Мужчина, конечно, не мог не замечать, как Криденс время от времени начинает потираться бёдрами, исходя от жгучего желания, поэтому предложил ему открыться.
– Ты только держи его, а я доведу дело до конца.
Криденсу хотелось провалиться под пол ванной от стыда, когда ему пришлось продемонстрировать уже вполне окрепший член и подтянутую мошонку, а Грейвс подчёркнуто тактично не замечал этого. В несколько минут он добрил Криденса и ополоснул из кувшина тёплой водой. Ещё один пролился на плечи, смывая последствия отмокания в пене.
– А теперь выходи и осторожно.
На выходе из ванны Криденс попал сразу в объятия мужчины, который обернул и растёр его мохнатой простынёй, до этого гревшейся на батарее. От прикосновения сухого тепла тело приятно свело, и он блаженно зажмурился, тычась головой под руку Грейвсу, которой тот гладил его по влажным волосам. Он чувствовал, будто прошёл какую-то инициацию. Вот он совершил омовение, прошёл испытание острием, а сейчас наконец может пожинать плоды своей невиданной храбрости.
Грейвс пробежался кончиками пальцев по его ушной раковине, будя одни рецепторы и усыпляя другие, отчего Криденса попеременно то бросало в жар и он шумно втягивал воздух ртом, то его начинал разбирать смех от щекотливых ощущений, но ни разу он не отпрянул от руки Грейвса и с готовностью поддавался на любые провокации. Неожиданный срыв покровов был одной из таких.
Растерянный Криденс сжимал в руке воздух, в то время как Грейвс уже обстоятельно складывал простыню и вешал себе через локоть.
– Смотри, что же ты, – ласково проворчал он и, мягко надавив на худые плечи, развернул парня лицом к большому зеркалу. Криденс боязливо приоткрыл глаза и, тихо ойкнув, опять схоронился за ресницами.
Это не его.
Это нескромно.
Грейвс видит всё то же, что и он.
Эти мысли троекратным выстрелом в голове у Криденса разбили в прах напускную стыдливость, и по тому, как ожгло щёки и легко распустился тугой узел внизу живота, он понял, что уже знакомое ему бесстыдство снова забирает власть над ним. Мельком увидев в зеркале свой, но в то же время словно незнакомый, – как будто он стал больше и ярче выделялся, – член, он почувствовал, как его всего окатывает волной возбуждения. Он обхватил его рукой – та чуть не вибрировала от напряжения, – и в нерешительности посмотрел на отражение. Робкий взгляд Криденса и внимательный Грейвса пересеклись в зазеркалье, и голова в очередной раз пошла кругом.
– Если бы меня здесь не было, чем бы ты занялся? – со змеиной искусительностью прошелестел мужчина у него над ухом.

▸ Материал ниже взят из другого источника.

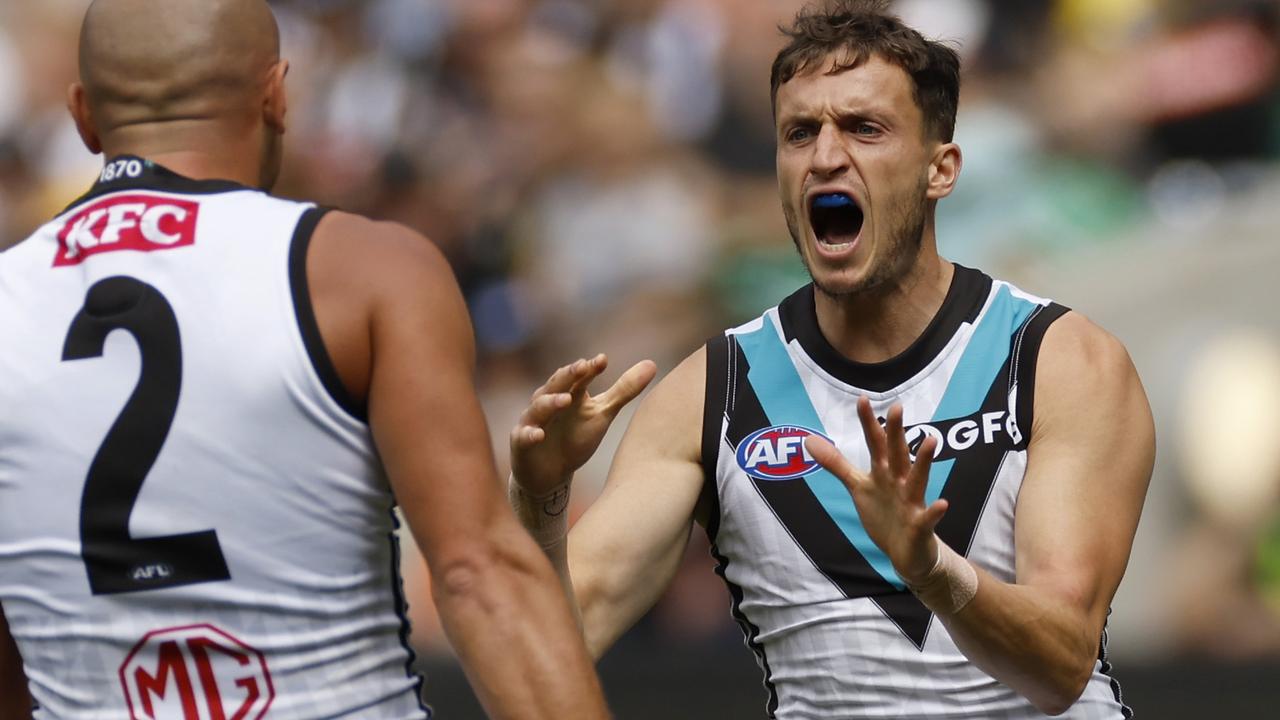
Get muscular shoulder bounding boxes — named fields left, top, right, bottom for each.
left=306, top=211, right=474, bottom=400
left=628, top=347, right=707, bottom=461
left=1033, top=311, right=1151, bottom=438
left=311, top=211, right=452, bottom=291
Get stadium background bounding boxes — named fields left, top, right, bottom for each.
left=0, top=0, right=1280, bottom=719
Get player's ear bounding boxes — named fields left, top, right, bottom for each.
left=927, top=142, right=964, bottom=200
left=262, top=60, right=289, bottom=135
left=67, top=82, right=102, bottom=155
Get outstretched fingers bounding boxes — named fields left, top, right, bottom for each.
left=511, top=392, right=573, bottom=447
left=534, top=355, right=608, bottom=401
left=804, top=436, right=865, bottom=489
left=596, top=360, right=658, bottom=416
left=858, top=396, right=888, bottom=468
left=902, top=437, right=946, bottom=504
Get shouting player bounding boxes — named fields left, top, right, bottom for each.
left=511, top=0, right=1155, bottom=719
left=0, top=0, right=605, bottom=720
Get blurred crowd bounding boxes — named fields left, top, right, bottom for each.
left=0, top=0, right=1280, bottom=655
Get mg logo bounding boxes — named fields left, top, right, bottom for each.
left=120, top=625, right=275, bottom=720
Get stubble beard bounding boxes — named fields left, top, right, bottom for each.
left=785, top=182, right=928, bottom=301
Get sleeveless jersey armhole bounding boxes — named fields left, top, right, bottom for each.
left=699, top=334, right=730, bottom=542
left=1010, top=302, right=1071, bottom=447
left=289, top=208, right=369, bottom=424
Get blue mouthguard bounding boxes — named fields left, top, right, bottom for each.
left=813, top=193, right=854, bottom=208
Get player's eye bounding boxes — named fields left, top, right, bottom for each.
left=786, top=127, right=813, bottom=142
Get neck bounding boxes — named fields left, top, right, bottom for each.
left=814, top=243, right=955, bottom=363
left=102, top=122, right=262, bottom=187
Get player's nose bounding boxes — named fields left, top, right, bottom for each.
left=810, top=124, right=852, bottom=178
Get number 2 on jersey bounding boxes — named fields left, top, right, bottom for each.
left=63, top=277, right=230, bottom=594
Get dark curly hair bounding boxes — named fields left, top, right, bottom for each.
left=769, top=0, right=960, bottom=142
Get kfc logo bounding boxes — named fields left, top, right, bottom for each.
left=54, top=195, right=200, bottom=268
left=120, top=625, right=275, bottom=720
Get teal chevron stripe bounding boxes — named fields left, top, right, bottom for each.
left=924, top=286, right=1037, bottom=503
left=737, top=315, right=906, bottom=589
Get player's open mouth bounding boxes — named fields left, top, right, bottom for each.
left=809, top=192, right=863, bottom=250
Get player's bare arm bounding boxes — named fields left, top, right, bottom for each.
left=0, top=609, right=31, bottom=720
left=307, top=213, right=607, bottom=719
left=812, top=314, right=1155, bottom=715
left=512, top=350, right=707, bottom=657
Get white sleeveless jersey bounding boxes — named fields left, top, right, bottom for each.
left=0, top=158, right=429, bottom=720
left=703, top=265, right=1132, bottom=720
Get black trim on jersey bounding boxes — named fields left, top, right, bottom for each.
left=1009, top=297, right=1071, bottom=447
left=1098, top=607, right=1134, bottom=720
left=726, top=304, right=1044, bottom=650
left=726, top=343, right=950, bottom=647
left=387, top=505, right=433, bottom=720
left=778, top=264, right=992, bottom=392
left=700, top=336, right=732, bottom=542
left=63, top=155, right=264, bottom=213
left=289, top=208, right=369, bottom=423
left=709, top=540, right=778, bottom=717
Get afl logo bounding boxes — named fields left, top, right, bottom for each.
left=737, top=425, right=831, bottom=480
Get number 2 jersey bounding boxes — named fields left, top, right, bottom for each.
left=703, top=265, right=1132, bottom=720
left=0, top=158, right=429, bottom=720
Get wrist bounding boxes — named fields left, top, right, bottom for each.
left=507, top=474, right=572, bottom=551
left=906, top=539, right=978, bottom=615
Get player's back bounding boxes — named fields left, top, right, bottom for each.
left=0, top=158, right=425, bottom=720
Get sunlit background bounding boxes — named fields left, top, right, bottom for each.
left=0, top=0, right=1280, bottom=720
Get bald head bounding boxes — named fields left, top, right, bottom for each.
left=68, top=0, right=288, bottom=188
left=79, top=0, right=280, bottom=124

Криденс честно не знал. Его никогда не выставляли напоказ, ни в таком смысле, ни в куда более невинном: всегда в последних рядах, его прятали с глаз долой и старались не поминать всуе. Грейвса трудно было представить невидимкой, а вот его – пожалуйста. Видеть себя со стороны он тоже не мог: кроме всплескивания руками и «Ты только посмотри на себя!», ничто не заставляло его предпринимать такие попытки. Он не умел смотреть на себя, кроме как чужими глазами, а зеркало предлагало ему эту возможность, но было поздно учиться. И потом, какая глупость – «если б Грейвса не было»! Ничего бы тогда не было! И в порыве признательности он закинул обе руки за голову, обнимая шею Персиваля, на рубашке которого, оказывается, уже не было воротничка, и прижался к нему всей спиной.
– Что бы я ни сделал, вы сделаете это со мной лучше, – пробормотал он, расписываясь заодно в собственной безыдейности.
***
Расслабив колени, осесть в его руках и притираться к паху Грейвса, сминая его брюки, в то время как тот, сжимая крепко, но не излишне грубо, ласкает его спереди – прогибаясь в пояснице, Криденс отдавался эгоистичному удовольствию. Чувствуя себя безрассудно смелым, он открыл глаза и успел увидеть, как кулак Грейвса скользнул до самого конца, захватывая головку и удерживая её, прежде чем возвратное движение высекло из глаз искры и они начали наполняться слезами.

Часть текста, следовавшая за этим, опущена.